Holy Scripture records the last words of King David in 2 Samuel 23:1-7. We can read the text through the setting of an old dying king, but we can also read it through a Christological lens (while some scholars frown on this, I don’t care. I frown on their use of Scripture to promote their political agendas). There are many profound prophetic symbols discovered in this passage of Scripture if one is wise enough to look for Christ.
There is mentioned the man exalted, anointed, and the hero of songs in the first verse. Jesus was exalted on the cross, anointed with the Holy Spirit (not just oil), and is today the hero of our praise in songs. While the Spirit of God spoke through David, It was upon Jesus. We know that both David and Jesus had plenty of unrighteous enemies, yet both listened to Father God Almighty, the Rock of Ages, for encouragement to drown out any fear of men.

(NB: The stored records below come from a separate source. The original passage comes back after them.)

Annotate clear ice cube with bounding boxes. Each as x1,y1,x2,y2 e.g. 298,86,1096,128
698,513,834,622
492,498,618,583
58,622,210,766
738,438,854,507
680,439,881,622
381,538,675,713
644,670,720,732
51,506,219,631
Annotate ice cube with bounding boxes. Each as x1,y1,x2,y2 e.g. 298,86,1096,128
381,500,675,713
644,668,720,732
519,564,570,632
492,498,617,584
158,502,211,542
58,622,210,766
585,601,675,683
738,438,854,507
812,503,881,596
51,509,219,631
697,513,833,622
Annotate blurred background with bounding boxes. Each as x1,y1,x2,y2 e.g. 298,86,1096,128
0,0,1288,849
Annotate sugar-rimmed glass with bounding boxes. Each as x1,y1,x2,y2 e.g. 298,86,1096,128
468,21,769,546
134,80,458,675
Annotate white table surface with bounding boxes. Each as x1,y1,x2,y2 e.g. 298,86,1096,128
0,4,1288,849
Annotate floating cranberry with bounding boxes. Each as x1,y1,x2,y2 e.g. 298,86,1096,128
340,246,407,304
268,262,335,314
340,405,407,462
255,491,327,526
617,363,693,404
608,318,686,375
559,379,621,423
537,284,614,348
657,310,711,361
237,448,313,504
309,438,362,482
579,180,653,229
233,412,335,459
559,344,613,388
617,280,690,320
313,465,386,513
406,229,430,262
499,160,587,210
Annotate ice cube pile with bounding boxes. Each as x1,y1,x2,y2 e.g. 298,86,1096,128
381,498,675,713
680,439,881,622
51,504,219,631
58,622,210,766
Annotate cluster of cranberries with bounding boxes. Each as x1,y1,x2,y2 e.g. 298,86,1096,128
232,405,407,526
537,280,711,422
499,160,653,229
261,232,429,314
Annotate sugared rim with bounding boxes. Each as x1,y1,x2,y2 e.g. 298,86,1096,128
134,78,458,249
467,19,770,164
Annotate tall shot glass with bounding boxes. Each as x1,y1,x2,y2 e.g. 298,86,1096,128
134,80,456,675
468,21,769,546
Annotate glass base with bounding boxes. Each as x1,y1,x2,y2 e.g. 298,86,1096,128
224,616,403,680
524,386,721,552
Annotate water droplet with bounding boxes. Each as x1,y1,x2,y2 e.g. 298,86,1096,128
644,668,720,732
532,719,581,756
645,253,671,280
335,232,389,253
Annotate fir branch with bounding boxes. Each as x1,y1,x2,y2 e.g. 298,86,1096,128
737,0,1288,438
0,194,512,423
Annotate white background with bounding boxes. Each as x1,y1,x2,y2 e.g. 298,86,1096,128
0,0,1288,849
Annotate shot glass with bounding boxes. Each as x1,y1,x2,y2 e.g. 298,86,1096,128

The fourth verse speaks of a king to come who is the light of the morning and brings grass from the earth. We Christians recognize Jesus Christ as the Light of the World and the Fountain of Life that brings life and light to all who would believe in Him. The fifth verse speaks of an everlasting covenant, arranged and secured in every part with means no legal loopholes—this is a promise from God concerning David’s and our salvation. Jesus’ Hebrew name, Yeshua, literally means the LORD’s Salvation. He sealed the New Covenant with His own blood.
The concluding verses of passage focus on evil men being cast aside like thorns and the symbolism not only of the dice being cast, but also of the crown of thorns being forced upon the head of Christ. Sin and evil intent becomes real shame and mockery. A tool of iron or the shaft of a spear is mentioned due to the inability to touch the thorns. There again the representation of sin being so harmful to humans there is pain in handling it. Christ not only handles the sin, he withstands the tool of iron pressing the crown of thorns upon His head, and died for our sins before the spear was cast into His side. While the winnow fork has not yet been picked up by Christ to end the time of Grace and begin the time of Judgment, He has robbed Satan of power over death and sin. Sin and death have no power over Christ and because of His work on the cross—they are burned up and it lie at the foot of the cross. This is our salvation found in the dying words of David and at Calvary. So be thankful for Christ our King reigns!